Intervenção Aduaneira na Proteção de Direitos de Propriedade Intelectual

A violação dos direitos de PI pode ter um impacto negativo significativo sobre as empresas e sobre a economia em geral. Produtos contrafeitos ou pirateados não apenas prejudicam os titulares de direitos, mas também a segurança e a competitividade no mercado.

Neste contexto, o Regulamento (UE) n.º 608/2013 visa reforçar a proteção dos direitos de PI ao permitir que as autoridades aduaneiras ajam de forma proativa para impedir a entrada de mercadorias uma atuação proativa das autoridades aduaneiras, impedindo a introdução de mercadorias infratoras no mercado da União Europeia.

Nos termos deste Regulamento, pessoas ou entidades com legitimidade para instaurar uma ação judicial destinada a determinar a violação de um direito de propriedade intelectual podem apresentar um pedido de intervenção aduaneira junto do serviço aduaneiro competente.

Este pedido, que pode assumir a forma de um pedido nacional ou de um pedido da União, visa solicitar a intervenção das autoridades aduaneiras relativamente a mercadorias suspeitas de violar direitos de PI, devendo conter informação suficientemente detalhada que permita a identificação dessas mercadorias.

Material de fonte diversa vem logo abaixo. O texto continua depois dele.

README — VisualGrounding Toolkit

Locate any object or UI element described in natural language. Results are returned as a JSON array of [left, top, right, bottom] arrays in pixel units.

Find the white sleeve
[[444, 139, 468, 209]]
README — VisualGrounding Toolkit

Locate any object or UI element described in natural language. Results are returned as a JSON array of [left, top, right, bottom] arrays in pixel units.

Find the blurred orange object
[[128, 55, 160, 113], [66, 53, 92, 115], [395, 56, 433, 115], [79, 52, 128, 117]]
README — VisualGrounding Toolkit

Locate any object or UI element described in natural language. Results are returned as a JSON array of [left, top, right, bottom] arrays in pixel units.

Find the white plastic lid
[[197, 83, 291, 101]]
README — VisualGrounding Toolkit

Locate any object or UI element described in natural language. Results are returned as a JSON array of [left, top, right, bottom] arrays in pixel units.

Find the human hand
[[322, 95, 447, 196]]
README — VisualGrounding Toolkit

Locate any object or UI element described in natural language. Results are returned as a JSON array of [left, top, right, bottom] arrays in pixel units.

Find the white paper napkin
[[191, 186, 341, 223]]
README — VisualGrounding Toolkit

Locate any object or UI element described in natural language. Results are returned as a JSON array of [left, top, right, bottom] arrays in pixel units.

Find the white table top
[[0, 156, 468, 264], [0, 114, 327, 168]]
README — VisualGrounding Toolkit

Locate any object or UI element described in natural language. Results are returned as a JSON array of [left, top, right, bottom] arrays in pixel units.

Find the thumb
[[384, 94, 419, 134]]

Uma vez deferido o pedido de intervenção, é possível ao titular do direito solicitar alterações ao pedido original, bem como prorrogar o período de intervenção das autoridades aduaneiras. Estas solicitações devem ser feitas em conformidade com as normas estabelecidas e justificada com base na evolução da situação.

A apresentação e gestão destes pedidos é efetuada por via eletrónica, através dos portais nacionais disponibilizados pelas autoridades aduaneiras dos Estados-Membros e do Portal de Aplicação da Propriedade Intelectual («IPEP»), integrado no Sistema de Informação de Combate à Contrafação e à Pirataria («COPIS»). Este modelo de tramitação eletrónica assegura uma comunicação mais eficiente entre os titulares dos direitos e as autoridades aduaneiras, permitindo um tratamento mais célere da informação relevante e um acompanhamento mais eficaz do estado dos pedidos apresentados.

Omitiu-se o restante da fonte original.